5. Get a physical examination. Perfect health is not required, just desired. Life-threatening illness decreases but does not eliminate your adoption odds.
6. Prepare yourself for private questions. My favorite: What was the most difficult problem you and your spouse ever had to face, and how did you resolve it? This question made me uncomfortable. It isn't easy to talk about private subjects with someone you've just met. During the course of your home study, you may often feel invaded. My advice is to keep your eyes on the prize: You want to form a family. Remember too that after you have your children, they will ask even more personal questions as they grow up!
7. Make the appointment.
Grab the calendar, pick up the phone; get it over with.

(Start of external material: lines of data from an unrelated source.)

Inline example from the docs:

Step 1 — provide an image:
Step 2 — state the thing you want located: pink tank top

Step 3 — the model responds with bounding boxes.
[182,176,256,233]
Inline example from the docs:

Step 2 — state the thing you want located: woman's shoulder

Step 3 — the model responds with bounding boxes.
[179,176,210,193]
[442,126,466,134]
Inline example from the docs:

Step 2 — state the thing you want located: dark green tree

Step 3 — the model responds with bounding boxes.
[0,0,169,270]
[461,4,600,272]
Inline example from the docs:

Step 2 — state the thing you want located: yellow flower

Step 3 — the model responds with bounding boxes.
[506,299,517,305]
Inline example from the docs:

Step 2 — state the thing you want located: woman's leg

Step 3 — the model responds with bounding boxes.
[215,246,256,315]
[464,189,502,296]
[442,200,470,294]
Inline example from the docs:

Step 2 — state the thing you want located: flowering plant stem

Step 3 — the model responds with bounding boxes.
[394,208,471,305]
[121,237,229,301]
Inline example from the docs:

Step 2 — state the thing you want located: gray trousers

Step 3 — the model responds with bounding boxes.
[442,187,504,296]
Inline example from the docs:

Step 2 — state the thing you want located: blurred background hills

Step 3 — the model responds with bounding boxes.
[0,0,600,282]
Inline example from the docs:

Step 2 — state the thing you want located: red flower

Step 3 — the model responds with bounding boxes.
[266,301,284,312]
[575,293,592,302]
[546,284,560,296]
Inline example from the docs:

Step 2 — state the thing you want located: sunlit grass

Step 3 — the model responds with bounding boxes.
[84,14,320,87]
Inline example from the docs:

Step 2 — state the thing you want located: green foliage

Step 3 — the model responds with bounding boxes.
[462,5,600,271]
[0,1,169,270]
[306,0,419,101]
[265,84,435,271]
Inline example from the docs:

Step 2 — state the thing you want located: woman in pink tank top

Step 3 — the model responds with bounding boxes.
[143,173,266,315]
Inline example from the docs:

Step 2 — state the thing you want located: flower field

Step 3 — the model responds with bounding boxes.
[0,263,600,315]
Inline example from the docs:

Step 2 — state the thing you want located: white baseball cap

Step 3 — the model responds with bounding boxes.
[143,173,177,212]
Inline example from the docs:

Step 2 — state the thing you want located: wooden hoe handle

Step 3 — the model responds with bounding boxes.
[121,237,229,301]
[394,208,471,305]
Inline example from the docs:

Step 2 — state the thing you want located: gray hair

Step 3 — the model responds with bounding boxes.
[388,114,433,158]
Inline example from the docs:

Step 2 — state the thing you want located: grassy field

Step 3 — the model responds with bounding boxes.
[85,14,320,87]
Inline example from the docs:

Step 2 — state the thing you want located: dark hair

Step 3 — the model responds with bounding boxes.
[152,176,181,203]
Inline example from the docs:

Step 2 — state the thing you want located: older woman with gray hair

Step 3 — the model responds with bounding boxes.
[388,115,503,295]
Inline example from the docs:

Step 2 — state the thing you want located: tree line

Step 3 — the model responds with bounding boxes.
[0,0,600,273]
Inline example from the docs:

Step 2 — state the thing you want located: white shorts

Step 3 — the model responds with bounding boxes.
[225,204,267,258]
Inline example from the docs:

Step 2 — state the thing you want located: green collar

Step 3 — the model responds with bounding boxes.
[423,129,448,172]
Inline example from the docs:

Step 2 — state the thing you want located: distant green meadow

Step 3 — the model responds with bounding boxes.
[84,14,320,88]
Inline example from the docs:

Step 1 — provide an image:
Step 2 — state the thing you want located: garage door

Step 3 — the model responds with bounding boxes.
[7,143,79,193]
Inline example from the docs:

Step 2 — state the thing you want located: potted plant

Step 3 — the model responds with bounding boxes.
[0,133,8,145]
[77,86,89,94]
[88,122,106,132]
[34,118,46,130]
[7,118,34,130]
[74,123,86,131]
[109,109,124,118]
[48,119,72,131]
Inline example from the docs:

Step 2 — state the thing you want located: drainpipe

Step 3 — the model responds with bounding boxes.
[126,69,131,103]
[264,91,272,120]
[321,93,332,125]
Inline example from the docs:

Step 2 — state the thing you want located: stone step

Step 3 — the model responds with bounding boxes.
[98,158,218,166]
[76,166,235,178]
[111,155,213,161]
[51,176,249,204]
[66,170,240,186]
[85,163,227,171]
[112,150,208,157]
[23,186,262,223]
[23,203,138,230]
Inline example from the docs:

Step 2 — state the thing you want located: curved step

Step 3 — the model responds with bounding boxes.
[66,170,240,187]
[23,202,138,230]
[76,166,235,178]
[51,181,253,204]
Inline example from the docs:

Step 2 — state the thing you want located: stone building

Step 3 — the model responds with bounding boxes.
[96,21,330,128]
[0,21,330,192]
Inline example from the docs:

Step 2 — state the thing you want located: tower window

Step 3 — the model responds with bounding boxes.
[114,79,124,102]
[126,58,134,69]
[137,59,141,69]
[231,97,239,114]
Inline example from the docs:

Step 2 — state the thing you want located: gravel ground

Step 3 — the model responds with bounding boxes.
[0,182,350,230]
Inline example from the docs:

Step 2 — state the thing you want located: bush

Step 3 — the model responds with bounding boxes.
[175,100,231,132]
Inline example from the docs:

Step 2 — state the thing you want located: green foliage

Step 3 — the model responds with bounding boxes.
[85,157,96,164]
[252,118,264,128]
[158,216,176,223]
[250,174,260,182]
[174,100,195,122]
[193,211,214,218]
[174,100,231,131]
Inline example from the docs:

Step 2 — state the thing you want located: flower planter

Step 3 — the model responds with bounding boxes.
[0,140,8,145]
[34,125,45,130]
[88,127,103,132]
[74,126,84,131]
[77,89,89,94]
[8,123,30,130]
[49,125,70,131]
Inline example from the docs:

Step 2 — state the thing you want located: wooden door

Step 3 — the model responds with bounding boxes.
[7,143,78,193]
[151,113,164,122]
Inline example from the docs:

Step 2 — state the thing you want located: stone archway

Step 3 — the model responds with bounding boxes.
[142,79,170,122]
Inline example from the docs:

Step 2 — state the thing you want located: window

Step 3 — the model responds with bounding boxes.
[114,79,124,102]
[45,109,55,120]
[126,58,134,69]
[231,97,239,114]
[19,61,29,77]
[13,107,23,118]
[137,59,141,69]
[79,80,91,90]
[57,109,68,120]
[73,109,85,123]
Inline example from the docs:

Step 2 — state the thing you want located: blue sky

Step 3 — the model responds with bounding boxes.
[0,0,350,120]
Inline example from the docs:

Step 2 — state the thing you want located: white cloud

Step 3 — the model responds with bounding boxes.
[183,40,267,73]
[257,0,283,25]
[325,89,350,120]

And while you still have the phone in your hand ...
8. Call a friend.
Share your joy, excitement and fears. Then ask her to be a reference for you; the agency will want a list of people to vouch for your good character. Before you put the receiver down, take the time to call a local support group for adoptive families. If you know people who have adopted, ask them for leads. If not, contact a county or state social service agency for referrals.
9. Clean up.
Your home does not have to sparkle, but you will feel better if you're not tripping over dirty laundry while giving your social worker the grand tour.
10. Now, relax.
You've already done the hard part: deciding that adoption is right for you. And if you still feel unsure, that's okay too. A home study is designed to clarify your issues, and your social worker can help resolve them. Settle comfortably into your family choice, and try to enjoy the remaining time before your new addition arrives. You think life is hectic now!?